San Fernando Valley : Filipino Educator Appointed President of Pierce College

Share

A Philippine-born educator from New York with an eclectic background and extensive academic credentials was appointed president of Pierce College in Woodland Hills on Wednesday.

E. Bing Inocencio, 60, associate provost for academic administration at New York City Technical College in Brooklyn and the only outsider among three finalists, was given a three-year contract for the $93,353-per-year job by trustees of the Los Angeles Community College District.

His reaction to the appointment was “a mixed feeling of humility and a sense of challenge because I know it’s a demanding position,” Inocencio said from New York, describing himself as a “cockeyed optimist.”

Advertisement

“I have to be or I wouldn’t be in education,” said Inocencio, a former newspaper reporter, Fulbright scholar and Ford Foundation fellow.

When Inocencio arrives at the Woodland Hills campus in several months, he will inherit an institution that has deteriorated from its position as the flagship school of the nine-campus Los Angeles Community College District to perhaps the district’s most troubled, a campus where even basic facilities such as the electrical and telephone systems often do not work.

Once the district’s largest school, Pierce has fallen to fourth in enrollment this spring with 14,500 students, a nearly 25% decline from 1990. Renewal of its academic accreditation was deferred last year, its facilities are in need of repairs and it is facing a newly revealed $1.4-million budget shortfall this year.

He will be the seventh president of the school since the late 1970s.

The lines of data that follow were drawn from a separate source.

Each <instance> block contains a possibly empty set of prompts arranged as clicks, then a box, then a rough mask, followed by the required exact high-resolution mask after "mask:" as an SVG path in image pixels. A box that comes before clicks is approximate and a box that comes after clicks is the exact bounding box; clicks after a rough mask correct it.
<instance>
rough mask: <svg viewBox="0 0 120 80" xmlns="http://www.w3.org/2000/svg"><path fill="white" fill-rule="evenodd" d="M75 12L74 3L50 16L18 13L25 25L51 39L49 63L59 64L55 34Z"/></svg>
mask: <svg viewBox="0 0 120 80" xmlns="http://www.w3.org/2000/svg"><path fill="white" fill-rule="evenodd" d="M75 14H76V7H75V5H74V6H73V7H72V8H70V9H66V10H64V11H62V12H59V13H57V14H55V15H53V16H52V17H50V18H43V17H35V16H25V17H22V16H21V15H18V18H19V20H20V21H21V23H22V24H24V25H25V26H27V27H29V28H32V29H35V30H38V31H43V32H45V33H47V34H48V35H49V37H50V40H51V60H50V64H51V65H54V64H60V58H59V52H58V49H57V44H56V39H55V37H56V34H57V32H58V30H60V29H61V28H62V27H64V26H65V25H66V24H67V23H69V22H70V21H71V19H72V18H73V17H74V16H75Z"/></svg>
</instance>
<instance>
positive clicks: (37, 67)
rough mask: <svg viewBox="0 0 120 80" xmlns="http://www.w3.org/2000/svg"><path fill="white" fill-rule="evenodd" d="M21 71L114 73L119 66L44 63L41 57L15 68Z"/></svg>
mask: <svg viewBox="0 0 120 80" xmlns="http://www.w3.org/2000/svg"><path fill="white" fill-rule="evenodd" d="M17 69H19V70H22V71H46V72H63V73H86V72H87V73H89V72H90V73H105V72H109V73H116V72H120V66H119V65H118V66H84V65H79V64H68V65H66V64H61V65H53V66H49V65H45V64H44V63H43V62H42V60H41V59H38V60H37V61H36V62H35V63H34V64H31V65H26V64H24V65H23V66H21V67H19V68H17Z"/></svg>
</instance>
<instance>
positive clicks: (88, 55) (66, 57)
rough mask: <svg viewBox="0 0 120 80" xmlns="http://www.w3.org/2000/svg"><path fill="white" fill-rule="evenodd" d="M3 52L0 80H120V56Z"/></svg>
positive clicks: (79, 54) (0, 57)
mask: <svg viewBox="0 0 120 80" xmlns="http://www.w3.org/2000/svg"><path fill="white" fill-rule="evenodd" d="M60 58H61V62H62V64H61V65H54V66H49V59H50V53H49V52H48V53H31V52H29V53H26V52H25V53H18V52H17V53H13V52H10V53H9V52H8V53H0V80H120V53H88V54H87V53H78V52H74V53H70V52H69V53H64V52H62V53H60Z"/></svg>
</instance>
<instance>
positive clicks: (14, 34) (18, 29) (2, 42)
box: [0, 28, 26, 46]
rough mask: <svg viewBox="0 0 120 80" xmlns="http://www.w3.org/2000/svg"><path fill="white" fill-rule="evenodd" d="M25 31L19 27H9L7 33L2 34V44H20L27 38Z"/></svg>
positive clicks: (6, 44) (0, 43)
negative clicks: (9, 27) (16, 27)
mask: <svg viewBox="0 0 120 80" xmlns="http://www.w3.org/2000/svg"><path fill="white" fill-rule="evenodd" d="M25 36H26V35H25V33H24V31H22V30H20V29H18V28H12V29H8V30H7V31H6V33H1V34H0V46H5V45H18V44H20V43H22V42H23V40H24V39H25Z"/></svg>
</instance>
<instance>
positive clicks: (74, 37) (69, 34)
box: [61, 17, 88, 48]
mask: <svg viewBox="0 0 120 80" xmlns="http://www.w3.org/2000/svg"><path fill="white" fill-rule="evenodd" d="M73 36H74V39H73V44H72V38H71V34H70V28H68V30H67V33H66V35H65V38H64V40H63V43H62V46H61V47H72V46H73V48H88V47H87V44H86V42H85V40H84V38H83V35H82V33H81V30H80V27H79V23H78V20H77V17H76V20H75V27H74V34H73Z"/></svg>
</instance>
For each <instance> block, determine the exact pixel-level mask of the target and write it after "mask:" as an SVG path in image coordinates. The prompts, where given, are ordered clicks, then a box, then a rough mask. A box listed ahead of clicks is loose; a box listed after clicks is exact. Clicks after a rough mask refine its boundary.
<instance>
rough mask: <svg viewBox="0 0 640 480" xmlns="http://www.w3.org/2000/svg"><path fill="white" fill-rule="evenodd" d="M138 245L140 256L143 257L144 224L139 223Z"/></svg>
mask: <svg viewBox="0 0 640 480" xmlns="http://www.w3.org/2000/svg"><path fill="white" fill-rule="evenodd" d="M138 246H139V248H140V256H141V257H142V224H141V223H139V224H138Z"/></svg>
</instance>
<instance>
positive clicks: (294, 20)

The previous acting president, Mary Lee, abruptly walked off the campus after the trustees announced in January that she was not a finalist for the permanent job and remains on leave.

Inocencio, who visited the campus earlier this year to interview for the job, pledged that renovating the deteriorating facilities and boosting enrollment will be among his first priorities. But he also pledged that the college’s students always will remain his top concern.